O objetivo é proteger os pacientes de tratamentos experimentais ou inseguros e impedir o desvio de recursos para produtos que não oferecem resultados claros. Por isso, o juiz deverá solicitar nota técnica ao Núcleo de Apoio Técnico do Judiciário em Saúde (NAT-JUS) para analisar a solicitação e garantir que o pedido atende aos critérios definidos pelo STF.

Esse parecer técnico é importante para avaliar a eficácia e a necessidade do medicamento, auxiliando o juiz na tomada de decisão, entretanto, aguardar a manifestação do NAT-JUS é algo que pode tomar um tempo precioso, e que nem sempre acontece tão rápido quanto deveria. A necessidade de avaliação de cada caso por comitês técnicos pode prolongar o tempo de espera para o início do tratamento, trazendo riscos para a saúde.

O julgamento é uma tentativa de equilibrar o direito à saúde com a sustentabilidade do SUS: por um lado, a decisão reconhece o direito de buscar judicialmente o acesso a medicamentos que não são oferecidos pelo sistema público, mas, por outro, coloca critérios rigorosos que podem se tornar barreiras para muitas pessoas. 
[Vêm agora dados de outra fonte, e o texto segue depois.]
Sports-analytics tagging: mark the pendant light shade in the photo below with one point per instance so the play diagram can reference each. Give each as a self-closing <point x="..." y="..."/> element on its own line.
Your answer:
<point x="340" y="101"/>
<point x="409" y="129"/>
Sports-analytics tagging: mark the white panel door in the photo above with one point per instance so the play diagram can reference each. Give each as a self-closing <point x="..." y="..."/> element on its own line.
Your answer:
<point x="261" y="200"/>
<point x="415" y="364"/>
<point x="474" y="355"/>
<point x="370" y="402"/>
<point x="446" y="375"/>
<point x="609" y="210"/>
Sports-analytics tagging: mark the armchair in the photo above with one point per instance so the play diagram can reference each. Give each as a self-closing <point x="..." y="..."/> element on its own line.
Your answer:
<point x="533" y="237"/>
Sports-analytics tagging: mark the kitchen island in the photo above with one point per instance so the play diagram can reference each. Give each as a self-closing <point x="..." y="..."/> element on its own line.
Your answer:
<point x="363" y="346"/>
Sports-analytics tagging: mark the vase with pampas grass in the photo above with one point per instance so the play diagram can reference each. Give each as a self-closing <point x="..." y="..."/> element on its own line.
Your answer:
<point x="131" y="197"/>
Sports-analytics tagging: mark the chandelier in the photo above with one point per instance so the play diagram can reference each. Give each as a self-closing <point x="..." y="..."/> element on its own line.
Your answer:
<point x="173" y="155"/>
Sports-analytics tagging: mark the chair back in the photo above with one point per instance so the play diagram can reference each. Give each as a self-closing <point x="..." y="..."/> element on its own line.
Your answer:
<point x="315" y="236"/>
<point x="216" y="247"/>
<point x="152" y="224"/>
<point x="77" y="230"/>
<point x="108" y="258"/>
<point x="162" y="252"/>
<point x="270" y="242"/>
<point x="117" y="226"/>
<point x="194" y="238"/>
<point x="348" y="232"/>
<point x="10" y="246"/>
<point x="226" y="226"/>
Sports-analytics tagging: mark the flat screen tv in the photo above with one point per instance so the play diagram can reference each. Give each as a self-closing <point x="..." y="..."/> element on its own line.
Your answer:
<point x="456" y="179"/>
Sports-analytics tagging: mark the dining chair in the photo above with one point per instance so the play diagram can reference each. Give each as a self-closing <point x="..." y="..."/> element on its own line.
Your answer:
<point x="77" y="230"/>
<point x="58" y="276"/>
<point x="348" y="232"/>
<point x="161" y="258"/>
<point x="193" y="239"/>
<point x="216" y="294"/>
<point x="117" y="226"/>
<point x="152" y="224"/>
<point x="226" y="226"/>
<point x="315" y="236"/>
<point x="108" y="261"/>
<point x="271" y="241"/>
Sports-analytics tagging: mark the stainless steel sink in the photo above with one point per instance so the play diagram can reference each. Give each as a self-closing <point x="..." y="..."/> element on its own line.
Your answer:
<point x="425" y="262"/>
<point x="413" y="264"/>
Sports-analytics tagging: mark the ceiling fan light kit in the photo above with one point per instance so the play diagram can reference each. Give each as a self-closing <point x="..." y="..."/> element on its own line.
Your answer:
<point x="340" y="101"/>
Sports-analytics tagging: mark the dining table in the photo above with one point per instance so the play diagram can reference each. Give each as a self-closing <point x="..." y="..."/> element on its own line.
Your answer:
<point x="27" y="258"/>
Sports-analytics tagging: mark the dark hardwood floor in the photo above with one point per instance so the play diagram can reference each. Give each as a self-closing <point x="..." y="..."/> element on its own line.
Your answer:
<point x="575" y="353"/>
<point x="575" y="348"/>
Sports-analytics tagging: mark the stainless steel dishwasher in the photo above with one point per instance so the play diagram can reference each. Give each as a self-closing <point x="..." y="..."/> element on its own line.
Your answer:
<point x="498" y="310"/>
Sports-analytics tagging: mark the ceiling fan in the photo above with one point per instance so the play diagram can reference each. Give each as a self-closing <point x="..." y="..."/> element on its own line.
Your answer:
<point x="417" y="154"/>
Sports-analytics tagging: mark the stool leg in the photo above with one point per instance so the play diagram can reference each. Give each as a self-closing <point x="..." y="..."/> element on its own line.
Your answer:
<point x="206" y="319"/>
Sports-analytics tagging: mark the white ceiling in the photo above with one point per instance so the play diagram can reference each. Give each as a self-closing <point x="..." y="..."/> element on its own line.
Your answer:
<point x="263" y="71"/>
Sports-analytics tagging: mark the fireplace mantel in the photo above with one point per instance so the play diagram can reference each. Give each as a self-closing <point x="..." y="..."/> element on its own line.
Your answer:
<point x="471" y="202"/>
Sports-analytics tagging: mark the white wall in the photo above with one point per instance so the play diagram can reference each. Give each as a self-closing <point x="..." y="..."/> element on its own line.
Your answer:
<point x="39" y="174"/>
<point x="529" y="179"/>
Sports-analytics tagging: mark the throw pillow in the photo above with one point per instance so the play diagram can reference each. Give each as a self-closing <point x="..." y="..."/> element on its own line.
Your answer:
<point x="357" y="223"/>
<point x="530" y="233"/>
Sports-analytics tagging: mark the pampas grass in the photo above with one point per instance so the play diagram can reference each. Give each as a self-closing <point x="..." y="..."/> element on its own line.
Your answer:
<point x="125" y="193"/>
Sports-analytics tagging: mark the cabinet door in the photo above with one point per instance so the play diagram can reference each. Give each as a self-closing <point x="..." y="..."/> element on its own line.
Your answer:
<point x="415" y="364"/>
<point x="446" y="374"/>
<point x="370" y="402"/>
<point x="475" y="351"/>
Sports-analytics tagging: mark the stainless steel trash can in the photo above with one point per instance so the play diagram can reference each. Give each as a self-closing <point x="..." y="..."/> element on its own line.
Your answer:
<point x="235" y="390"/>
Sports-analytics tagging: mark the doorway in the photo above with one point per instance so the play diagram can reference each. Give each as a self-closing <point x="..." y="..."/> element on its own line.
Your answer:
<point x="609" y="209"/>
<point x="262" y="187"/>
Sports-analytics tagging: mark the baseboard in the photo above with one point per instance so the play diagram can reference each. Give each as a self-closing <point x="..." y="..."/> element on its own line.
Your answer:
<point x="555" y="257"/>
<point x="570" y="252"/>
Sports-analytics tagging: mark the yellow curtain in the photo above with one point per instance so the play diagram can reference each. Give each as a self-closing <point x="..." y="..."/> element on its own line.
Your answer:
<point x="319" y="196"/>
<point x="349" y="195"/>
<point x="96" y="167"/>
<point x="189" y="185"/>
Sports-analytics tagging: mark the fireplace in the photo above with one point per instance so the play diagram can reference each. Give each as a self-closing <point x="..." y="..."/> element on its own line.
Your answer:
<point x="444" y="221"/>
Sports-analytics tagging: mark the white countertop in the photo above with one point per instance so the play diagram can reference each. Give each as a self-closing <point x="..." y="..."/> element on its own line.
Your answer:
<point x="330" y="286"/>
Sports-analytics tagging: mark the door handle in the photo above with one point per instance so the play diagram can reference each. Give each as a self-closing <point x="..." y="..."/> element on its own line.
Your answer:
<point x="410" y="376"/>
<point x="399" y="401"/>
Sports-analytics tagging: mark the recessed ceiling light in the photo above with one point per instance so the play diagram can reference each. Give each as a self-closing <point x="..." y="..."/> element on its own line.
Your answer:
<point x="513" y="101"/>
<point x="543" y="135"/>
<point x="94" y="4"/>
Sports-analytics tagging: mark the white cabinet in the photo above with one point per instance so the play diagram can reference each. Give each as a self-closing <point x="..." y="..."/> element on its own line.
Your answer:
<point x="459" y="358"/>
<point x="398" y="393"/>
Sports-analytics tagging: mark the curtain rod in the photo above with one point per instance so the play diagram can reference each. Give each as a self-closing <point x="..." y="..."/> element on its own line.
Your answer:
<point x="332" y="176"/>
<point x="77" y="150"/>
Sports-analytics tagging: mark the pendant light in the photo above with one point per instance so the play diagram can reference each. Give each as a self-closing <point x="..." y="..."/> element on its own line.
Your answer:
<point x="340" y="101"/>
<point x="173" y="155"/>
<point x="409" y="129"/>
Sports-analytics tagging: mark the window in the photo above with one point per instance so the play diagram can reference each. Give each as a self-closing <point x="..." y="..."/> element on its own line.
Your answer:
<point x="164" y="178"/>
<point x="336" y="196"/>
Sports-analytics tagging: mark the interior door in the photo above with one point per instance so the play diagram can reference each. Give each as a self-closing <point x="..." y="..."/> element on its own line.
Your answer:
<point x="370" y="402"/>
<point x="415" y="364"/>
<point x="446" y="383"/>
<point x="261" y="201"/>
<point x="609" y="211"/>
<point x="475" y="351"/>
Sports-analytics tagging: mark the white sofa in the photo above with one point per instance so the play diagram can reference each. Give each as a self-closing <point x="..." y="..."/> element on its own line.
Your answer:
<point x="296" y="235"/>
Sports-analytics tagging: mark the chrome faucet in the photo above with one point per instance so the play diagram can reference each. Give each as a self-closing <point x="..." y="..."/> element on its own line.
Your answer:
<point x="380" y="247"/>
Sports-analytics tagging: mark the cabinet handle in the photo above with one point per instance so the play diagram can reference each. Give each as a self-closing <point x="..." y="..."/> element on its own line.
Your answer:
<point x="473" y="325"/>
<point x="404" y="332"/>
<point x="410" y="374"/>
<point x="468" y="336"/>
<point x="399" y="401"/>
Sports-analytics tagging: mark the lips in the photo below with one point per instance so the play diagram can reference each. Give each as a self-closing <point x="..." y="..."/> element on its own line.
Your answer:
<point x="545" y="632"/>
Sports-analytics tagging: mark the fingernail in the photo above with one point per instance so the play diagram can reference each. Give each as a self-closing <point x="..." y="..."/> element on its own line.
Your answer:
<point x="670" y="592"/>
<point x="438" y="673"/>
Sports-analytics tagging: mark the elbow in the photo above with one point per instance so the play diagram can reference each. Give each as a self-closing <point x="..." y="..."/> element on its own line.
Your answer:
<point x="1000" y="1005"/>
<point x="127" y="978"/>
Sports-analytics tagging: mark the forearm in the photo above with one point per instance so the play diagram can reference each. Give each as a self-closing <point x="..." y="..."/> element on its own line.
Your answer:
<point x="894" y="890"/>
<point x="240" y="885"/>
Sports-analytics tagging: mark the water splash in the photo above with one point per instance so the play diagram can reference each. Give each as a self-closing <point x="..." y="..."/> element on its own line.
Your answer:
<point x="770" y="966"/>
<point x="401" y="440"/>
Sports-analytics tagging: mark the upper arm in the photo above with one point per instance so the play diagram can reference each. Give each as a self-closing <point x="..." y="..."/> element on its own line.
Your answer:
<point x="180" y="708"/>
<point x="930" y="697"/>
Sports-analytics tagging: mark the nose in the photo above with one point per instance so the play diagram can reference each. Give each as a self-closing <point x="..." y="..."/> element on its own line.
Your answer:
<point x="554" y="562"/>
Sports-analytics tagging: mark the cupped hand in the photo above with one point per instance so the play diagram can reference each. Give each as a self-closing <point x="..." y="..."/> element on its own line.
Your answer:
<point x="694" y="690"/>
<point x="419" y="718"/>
Na tentativa de proteger a sustentabilidade do SUS, não podemos permitir que sejam criados obstáculos desnecessários, prejudicando os mais vulneráveis. O Judiciário e os gestores públicos precisam atuar de maneira a facilitar o acesso à saúde para todos, e os advogados têm um papel importante nessa luta.

Para saber mais: STF: Recurso Extraordinário (RE) 566471, com repercussão geral (Tema 6) | STF: RE 1366243, com repercussão geral (Tema 1234)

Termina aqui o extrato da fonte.